Antioxidant and cytotoxic tocopheryl quinones in normal and cancer cells.

We found previously that [d]-alpha-tocopherol (alpha-T) and [d]-gamma-tocopherol (gamma-T) are lipid antioxidants (thiobarbituric acid test) in model systems containing arachidonic acid (AA), cumene hydroperoxide, and Fe3+ and in smooth muscle cell (SMC) cultures challenged with AA. We now show that [d]-alpha-tocopherylquinone (alpha-TQ), [d]-delta-tocopherylquinone (delta-TQ), and [d]-gamma-tocopherylquinone (gamma-TQ) are antioxidants at low concentrations and prooxidants at high concentrations in the model system.

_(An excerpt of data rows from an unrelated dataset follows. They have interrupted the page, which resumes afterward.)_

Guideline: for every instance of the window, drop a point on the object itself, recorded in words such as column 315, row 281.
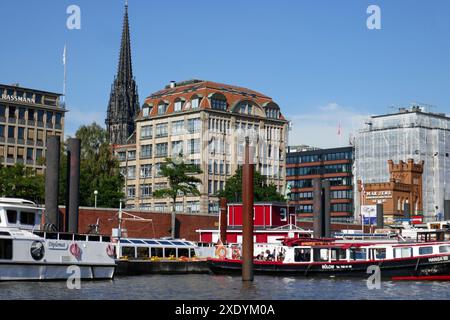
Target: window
column 283, row 214
column 425, row 250
column 157, row 252
column 161, row 130
column 178, row 127
column 162, row 109
column 194, row 146
column 12, row 216
column 444, row 249
column 131, row 192
column 358, row 254
column 302, row 255
column 177, row 148
column 146, row 171
column 402, row 252
column 129, row 252
column 178, row 105
column 146, row 132
column 194, row 125
column 5, row 249
column 27, row 218
column 161, row 150
column 146, row 151
column 146, row 190
column 142, row 253
column 195, row 103
column 131, row 172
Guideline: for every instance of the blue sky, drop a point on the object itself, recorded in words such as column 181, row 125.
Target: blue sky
column 317, row 59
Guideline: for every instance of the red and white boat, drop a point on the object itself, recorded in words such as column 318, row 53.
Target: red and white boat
column 332, row 257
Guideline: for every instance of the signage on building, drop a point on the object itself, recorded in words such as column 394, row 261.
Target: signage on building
column 8, row 97
column 375, row 195
column 369, row 214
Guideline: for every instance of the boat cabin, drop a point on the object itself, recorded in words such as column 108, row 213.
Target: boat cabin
column 144, row 249
column 19, row 214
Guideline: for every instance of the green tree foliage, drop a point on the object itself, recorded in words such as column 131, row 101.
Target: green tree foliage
column 263, row 191
column 21, row 182
column 181, row 182
column 99, row 170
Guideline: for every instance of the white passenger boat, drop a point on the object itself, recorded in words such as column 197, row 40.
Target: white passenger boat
column 27, row 253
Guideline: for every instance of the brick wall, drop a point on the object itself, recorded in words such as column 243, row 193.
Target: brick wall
column 159, row 227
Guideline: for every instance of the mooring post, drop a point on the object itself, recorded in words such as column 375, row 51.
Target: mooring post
column 247, row 211
column 223, row 220
column 52, row 181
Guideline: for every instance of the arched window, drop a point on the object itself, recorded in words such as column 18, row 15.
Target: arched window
column 218, row 102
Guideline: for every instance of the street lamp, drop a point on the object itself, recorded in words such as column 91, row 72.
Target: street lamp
column 95, row 194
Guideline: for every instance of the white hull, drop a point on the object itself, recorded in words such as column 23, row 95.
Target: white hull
column 17, row 272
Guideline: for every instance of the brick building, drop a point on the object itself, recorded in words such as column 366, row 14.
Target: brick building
column 208, row 123
column 402, row 195
column 304, row 164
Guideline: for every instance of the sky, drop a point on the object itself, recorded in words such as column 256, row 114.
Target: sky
column 316, row 58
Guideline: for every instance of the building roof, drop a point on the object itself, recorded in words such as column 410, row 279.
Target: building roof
column 18, row 87
column 187, row 90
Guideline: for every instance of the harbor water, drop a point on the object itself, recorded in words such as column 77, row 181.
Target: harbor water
column 207, row 287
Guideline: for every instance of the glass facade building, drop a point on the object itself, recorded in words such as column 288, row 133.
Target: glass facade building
column 305, row 164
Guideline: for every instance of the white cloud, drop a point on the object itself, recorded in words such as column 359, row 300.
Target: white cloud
column 319, row 128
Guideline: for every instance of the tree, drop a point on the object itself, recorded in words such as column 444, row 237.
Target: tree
column 21, row 182
column 181, row 182
column 263, row 191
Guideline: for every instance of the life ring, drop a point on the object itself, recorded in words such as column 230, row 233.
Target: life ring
column 111, row 250
column 236, row 253
column 221, row 252
column 75, row 250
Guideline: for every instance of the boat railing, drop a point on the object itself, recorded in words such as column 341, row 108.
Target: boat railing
column 72, row 236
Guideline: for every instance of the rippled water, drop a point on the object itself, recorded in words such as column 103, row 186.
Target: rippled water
column 206, row 287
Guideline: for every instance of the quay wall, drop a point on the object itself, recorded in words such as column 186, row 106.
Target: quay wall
column 157, row 228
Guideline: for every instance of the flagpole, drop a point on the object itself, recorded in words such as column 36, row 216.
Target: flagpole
column 65, row 73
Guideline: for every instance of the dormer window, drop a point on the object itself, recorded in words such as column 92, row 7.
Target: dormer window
column 162, row 109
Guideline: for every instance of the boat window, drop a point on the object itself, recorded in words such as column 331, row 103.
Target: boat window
column 358, row 254
column 302, row 255
column 444, row 249
column 402, row 252
column 169, row 252
column 5, row 249
column 321, row 255
column 142, row 253
column 94, row 238
column 338, row 254
column 51, row 235
column 128, row 252
column 65, row 236
column 79, row 237
column 27, row 218
column 183, row 253
column 12, row 216
column 425, row 250
column 380, row 254
column 157, row 252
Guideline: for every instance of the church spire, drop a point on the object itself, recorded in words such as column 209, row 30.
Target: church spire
column 124, row 101
column 125, row 69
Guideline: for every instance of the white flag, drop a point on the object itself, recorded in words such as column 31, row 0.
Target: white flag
column 64, row 55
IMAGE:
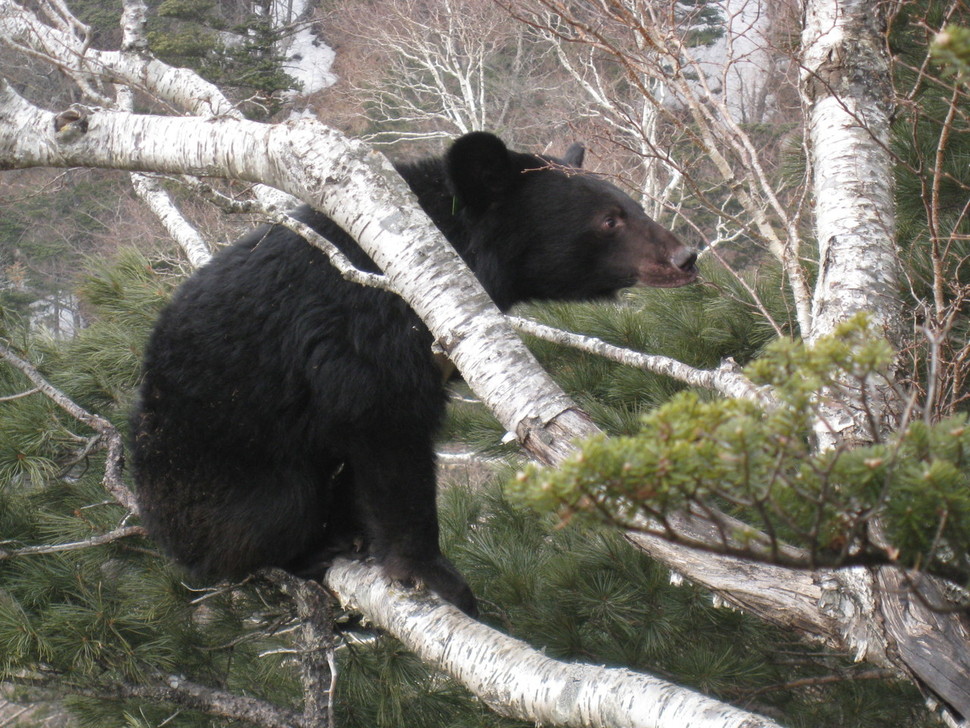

Prooxidant activity is greater with gamma-TQ than either alpha-TQ or delta-TQ. Low concentrations of alpha-TQ, delta-TQ, and gamma-TQ are also antioxidants in SMC cultures challenged with AA. Unlike alpha-TQ, partially substituted gamma-TQ and glutathione (GSH) form a Michael adduct which has been purified and characterized. We found previously that alpha-T, gamma-T, and alpha-TQ are mitogenic in SMC. We now report that both delta-TQ and gamma-TQ but not alpha-TQ show concentration-dependent cytotoxicity (changes in morphology, propidium iodide stain) in SMC cultures. Cytotoxicity is greater with gamma-TQ than delta-TQ. An acute lymphoblastic leukemia (ALL) cell line shows greater chemosensitivity (MTT and Neutral Red assays) to gamma-TQ than to either doxorubicin (DOX) or vinblastine (VLB). An ALL cell line resistant to both DOX and VLB retains the same chemosensitivity to gamma-TQ as the drug-sensitive ALL cell line. ALL cell lines are unaffected by either alpha-TQ or the GSH Michael adduct of gamma-TQ. These data show that partially substituted tocopheryl quinones capable of forming Michael adducts are potential chemotherapeutic agents for multidrug-resistant cancer cells.